Complement component C1q is the trigger activation of the complement cascade in the presence of immune complexes, it’s formed by six trimers of A, B and C chains. The C1qA gene, located on chromosome 1p36.3-p34.1, contains several single nucleotide variations that are currently catalogued in the NCBI database. Complement component C1qA is located at the beginning of the second exon. Two of these are located in the intron and three in the 3′ untranslated region of the gene. The only coding single nucleotide polymorphism (SNP) is C1qA[276A/G] (rs172378) and is located at the beginning of the second exon.

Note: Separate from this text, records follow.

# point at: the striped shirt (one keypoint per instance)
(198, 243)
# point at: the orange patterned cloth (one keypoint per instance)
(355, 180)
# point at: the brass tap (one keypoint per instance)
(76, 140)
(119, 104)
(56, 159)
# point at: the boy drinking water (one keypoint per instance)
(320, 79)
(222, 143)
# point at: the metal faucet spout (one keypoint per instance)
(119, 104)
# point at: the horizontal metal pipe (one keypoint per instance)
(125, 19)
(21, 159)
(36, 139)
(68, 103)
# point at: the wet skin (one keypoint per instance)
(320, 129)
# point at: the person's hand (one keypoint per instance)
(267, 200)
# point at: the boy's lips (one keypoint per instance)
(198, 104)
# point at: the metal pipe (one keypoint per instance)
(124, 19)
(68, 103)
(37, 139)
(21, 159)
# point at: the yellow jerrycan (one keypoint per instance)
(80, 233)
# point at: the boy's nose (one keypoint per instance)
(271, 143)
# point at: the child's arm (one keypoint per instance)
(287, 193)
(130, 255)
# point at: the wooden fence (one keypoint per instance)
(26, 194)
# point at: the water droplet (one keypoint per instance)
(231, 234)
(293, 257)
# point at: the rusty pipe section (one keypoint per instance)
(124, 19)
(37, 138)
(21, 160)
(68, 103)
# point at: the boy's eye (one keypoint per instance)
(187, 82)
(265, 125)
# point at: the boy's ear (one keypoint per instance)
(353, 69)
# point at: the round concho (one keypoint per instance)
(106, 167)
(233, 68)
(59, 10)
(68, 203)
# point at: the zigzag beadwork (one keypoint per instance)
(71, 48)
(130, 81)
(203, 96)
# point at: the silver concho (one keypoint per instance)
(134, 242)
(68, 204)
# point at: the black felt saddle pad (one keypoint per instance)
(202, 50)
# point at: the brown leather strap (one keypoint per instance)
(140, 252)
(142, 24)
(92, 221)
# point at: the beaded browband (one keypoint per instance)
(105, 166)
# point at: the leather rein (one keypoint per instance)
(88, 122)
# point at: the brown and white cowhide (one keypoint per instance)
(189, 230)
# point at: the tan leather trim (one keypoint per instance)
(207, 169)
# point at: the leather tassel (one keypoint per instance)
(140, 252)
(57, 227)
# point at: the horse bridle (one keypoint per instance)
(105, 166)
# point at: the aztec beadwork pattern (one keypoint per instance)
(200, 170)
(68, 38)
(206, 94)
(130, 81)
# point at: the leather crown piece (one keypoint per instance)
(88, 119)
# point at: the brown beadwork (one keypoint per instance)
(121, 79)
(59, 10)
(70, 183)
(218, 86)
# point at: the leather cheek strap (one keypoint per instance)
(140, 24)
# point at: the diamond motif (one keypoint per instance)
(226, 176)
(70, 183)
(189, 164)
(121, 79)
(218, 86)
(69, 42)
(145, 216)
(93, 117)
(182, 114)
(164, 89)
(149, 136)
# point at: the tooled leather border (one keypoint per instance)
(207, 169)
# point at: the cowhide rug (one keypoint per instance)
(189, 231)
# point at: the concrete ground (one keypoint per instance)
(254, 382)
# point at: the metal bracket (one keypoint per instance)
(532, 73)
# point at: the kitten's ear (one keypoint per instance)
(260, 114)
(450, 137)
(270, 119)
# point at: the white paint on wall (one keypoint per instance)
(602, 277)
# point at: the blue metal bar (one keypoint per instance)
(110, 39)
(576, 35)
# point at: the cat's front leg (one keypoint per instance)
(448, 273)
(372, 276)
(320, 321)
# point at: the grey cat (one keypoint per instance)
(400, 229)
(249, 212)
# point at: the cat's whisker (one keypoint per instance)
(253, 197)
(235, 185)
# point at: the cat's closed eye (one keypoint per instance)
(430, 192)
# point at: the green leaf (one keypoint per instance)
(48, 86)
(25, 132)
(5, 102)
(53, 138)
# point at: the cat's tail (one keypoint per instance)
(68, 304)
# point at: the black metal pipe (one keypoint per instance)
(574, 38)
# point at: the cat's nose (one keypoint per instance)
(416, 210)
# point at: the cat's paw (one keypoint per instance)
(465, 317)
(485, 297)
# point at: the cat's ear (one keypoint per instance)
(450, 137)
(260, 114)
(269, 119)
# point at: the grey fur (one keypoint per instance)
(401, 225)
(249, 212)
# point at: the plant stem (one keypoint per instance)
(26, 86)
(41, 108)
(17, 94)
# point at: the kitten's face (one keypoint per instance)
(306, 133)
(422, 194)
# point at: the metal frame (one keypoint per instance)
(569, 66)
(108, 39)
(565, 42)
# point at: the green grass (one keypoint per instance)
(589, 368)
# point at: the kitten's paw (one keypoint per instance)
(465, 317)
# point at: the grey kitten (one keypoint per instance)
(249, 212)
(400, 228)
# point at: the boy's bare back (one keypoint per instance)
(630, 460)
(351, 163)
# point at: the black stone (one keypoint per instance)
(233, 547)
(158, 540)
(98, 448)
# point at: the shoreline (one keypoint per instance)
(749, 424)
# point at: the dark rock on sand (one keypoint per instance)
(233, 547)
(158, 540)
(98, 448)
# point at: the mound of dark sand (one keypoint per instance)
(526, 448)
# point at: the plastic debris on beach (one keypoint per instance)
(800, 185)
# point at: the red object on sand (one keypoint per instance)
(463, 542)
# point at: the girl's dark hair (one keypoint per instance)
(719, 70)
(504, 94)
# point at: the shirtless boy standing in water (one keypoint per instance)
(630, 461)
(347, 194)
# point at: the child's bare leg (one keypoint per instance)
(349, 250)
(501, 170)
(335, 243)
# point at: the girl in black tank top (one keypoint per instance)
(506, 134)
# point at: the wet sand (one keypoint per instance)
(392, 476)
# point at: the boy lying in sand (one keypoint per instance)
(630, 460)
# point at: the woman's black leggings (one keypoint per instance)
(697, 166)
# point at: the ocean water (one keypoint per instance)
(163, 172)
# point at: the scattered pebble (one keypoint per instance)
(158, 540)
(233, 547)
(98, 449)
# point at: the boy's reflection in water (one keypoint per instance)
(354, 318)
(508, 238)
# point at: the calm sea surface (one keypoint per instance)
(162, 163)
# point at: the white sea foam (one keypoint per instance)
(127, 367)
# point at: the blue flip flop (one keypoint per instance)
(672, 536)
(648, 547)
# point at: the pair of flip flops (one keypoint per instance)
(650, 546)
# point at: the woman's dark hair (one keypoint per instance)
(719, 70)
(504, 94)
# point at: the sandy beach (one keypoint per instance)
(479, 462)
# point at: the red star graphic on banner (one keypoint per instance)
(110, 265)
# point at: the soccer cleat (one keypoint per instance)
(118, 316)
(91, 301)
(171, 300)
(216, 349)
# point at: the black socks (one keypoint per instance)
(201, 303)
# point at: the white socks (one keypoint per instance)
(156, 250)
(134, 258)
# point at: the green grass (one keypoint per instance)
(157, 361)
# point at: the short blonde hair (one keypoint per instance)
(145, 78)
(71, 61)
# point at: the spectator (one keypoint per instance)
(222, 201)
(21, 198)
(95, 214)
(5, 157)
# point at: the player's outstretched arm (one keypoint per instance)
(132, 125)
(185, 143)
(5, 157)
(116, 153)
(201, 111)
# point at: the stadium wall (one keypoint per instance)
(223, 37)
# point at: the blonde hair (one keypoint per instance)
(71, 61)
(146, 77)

An absolute correlation between complete serum C1q deficit and homozygous C1qA[276A] genotype in patients from seven families with different forms of C1q deficiencies has been reported. The finding that a deficiency in complement is associated with enhanced autoimmunity would seem to be counterintuitive. One possible explanation is that complement deficiency results in impaired clearance of apoptotic cells or cellular debris, and this leads to an enhanced autoimmune response. Indeed, complement component C1q has been shown to play a critical role in the clearance of apoptotic bodies and limitation of autoimmunity. Based on these observations, it is conceivable that a weaker complement system might be less effective against circulating microorganisms but, at the same time, lead to a more rigorous cellular immune response. Thus, paradoxically, decreased complement activity could lead to enhanced cellular immunity to intracellular organisms or malignancy.
Hundreds of SNPs suspected to either predispose to cancer or alter clinical outcome have been studied. Given that complement may play a role in clearing tumor cells, either alive or dead, and polymorphisms in complement component C1qA may change the functionality of the complement system, we evaluated whether polymorphism in the C1qA locus correlate with the development of sites of metastasis in breast cancer associated with hematogenous spreading of disease.